And in the middle of this, we’re hearing about yeast, and pearls, and treasures buried in someone else’s field? Why? How is this relevant to us?
There’s a reason Jesus went on and on about the kingdom of heaven – It’s not easy to understand, for starters, even though the disciples insist they get it. But they also needed to hear about it over and over and over again, because their daily lives weren’t so great, either.
A government that wasn’t for them, a government that made them so angry, but there wasn’t much they could do about it. Violence, injustice, hate, a sense of powerlessness, a failing economy unless you were a Roman elite. No wonder the disciples assumed Jesus was coming to fix everything for them, that he was ushering in the kingdom of heaven, because life was a mess.

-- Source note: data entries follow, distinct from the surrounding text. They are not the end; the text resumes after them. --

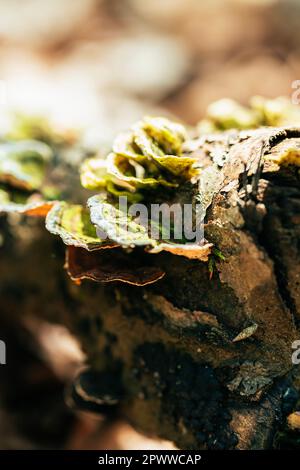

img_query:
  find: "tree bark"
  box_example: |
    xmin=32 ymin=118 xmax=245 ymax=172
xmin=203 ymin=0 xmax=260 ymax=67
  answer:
xmin=0 ymin=126 xmax=299 ymax=449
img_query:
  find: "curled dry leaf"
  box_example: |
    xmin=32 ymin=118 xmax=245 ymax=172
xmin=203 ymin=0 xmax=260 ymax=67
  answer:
xmin=66 ymin=246 xmax=165 ymax=286
xmin=46 ymin=201 xmax=117 ymax=251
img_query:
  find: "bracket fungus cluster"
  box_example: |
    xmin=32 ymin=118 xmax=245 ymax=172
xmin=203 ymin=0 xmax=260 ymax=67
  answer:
xmin=44 ymin=116 xmax=216 ymax=286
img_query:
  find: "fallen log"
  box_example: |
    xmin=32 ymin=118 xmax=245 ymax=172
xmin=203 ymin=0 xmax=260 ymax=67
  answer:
xmin=0 ymin=121 xmax=299 ymax=449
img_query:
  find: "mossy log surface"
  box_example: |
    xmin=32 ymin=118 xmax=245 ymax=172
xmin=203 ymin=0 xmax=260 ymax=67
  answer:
xmin=0 ymin=126 xmax=299 ymax=449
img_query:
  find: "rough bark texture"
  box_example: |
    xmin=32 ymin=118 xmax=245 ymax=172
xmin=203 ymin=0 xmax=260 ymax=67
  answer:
xmin=0 ymin=126 xmax=299 ymax=449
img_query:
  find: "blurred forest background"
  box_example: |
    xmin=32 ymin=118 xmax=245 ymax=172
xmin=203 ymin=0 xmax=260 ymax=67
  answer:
xmin=0 ymin=0 xmax=300 ymax=450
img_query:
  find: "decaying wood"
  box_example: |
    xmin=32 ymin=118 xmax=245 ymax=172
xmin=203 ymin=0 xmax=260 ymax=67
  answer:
xmin=0 ymin=126 xmax=299 ymax=449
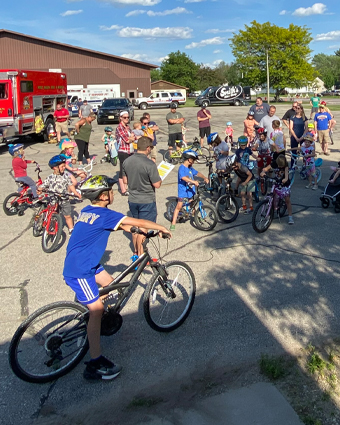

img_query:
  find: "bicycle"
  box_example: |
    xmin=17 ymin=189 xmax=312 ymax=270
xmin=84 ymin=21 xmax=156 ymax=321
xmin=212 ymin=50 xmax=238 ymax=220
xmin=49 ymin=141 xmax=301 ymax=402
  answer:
xmin=74 ymin=157 xmax=97 ymax=191
xmin=215 ymin=171 xmax=239 ymax=223
xmin=166 ymin=183 xmax=218 ymax=231
xmin=3 ymin=164 xmax=44 ymax=216
xmin=287 ymin=152 xmax=322 ymax=186
xmin=9 ymin=228 xmax=196 ymax=383
xmin=163 ymin=137 xmax=210 ymax=165
xmin=252 ymin=177 xmax=288 ymax=233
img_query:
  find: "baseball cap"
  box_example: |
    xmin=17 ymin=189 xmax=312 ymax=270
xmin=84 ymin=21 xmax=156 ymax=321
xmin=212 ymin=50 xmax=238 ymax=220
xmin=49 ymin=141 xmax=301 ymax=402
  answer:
xmin=137 ymin=136 xmax=153 ymax=150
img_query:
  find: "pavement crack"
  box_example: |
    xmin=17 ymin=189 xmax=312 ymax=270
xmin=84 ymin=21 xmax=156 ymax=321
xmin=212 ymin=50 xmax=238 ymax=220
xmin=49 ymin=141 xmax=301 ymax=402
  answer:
xmin=30 ymin=380 xmax=58 ymax=420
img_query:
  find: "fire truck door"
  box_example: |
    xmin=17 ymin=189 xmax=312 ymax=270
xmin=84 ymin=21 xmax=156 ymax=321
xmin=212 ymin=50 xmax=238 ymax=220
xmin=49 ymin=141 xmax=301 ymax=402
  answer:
xmin=0 ymin=81 xmax=14 ymax=124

We know all these generations later that Jesus didn’t usher in the kingdom of heaven the way the disciples assumed he would, the way we might be wishing he would about now. So we’re left with something I don’t think the disciples really did understand. Because he’s using parables and similes to describe something that is, at its core, mysterious. We can’t hold the kingdom of heaven in the palm of our hand the way we can a measure of yeast, or a pearl, or a mustard seed. Hidden, but visible. Ordinary, but holy. Insignificant and -powerless, but so powerful it makes all the difference – People are willing to sell everything they have to possess it.
What are you most longing for right now? I doubt it’s something you can buy on amazon. It’s probably something that’s hard to hold in your hand, but something so real, your heart is aching for it.
At our first outdoor morning prayer service, Julie Bertak mentioned how helpful it’s been to think about learning to live with this new reality – Which doesn’t mean we throw up our hands and give up, even though we may be tempted. It means we know the peace we long for, the hope and love and fellowship we so desperately miss and need, is right here. It just might be hidden, and it might take some work and persistence and patience.
So, the bread for the Children’s Sermon didn’t turn out – And I was not so much frustrated, as tired and defeated. I was trying to find, and trying to show, and trying to hold onto a bit of the kingdom of heaven right here and right now, and instead I ended up with bread loaves as heavy as rocks.
And then I realized, there’s a parable there, too – Because that’s what life is like right now, especially when it comes to the kingdom of heaven. We try to uncover it, and it stays hidden. We try to hold it in our hands, and it slips through our fingers. We try to live as though the kingdom of heaven, the love of God, the power of God’s mercy and justice, is right here, right here – And we fail. It doesn’t turn out the way we wanted. We spend all day – all week – all year – on something, and it falls flat, literally and figuratively. And this is the work and the hope of faith. This is what it is to trust in God, to trust in Jesus. And it will wear us out, sometimes. And we’ll want to give up, sometimes. And we won’t be able to see it, and our every effort seems a waste.
But God is the woman kneading the yeast into the flour, enough to feed a neighborhood. God is the mustard seed, growing, growing, invisibly each day. God is the treasure hidden in the field, waiting to be found.
And so, we get up, and ask God to show us this day a glimpse of the kingdom – A rainbow, an act of love. We get up, and ask God to use us this day as the yeast, as the mustard seed growing into a bush where creatures can find sanctuary. We get up and act as though there is nothing more real and nothing more powerful than God’s love, at work in us and through us. Because it’s true. It’s the only truth worth getting up for these days, in Christ.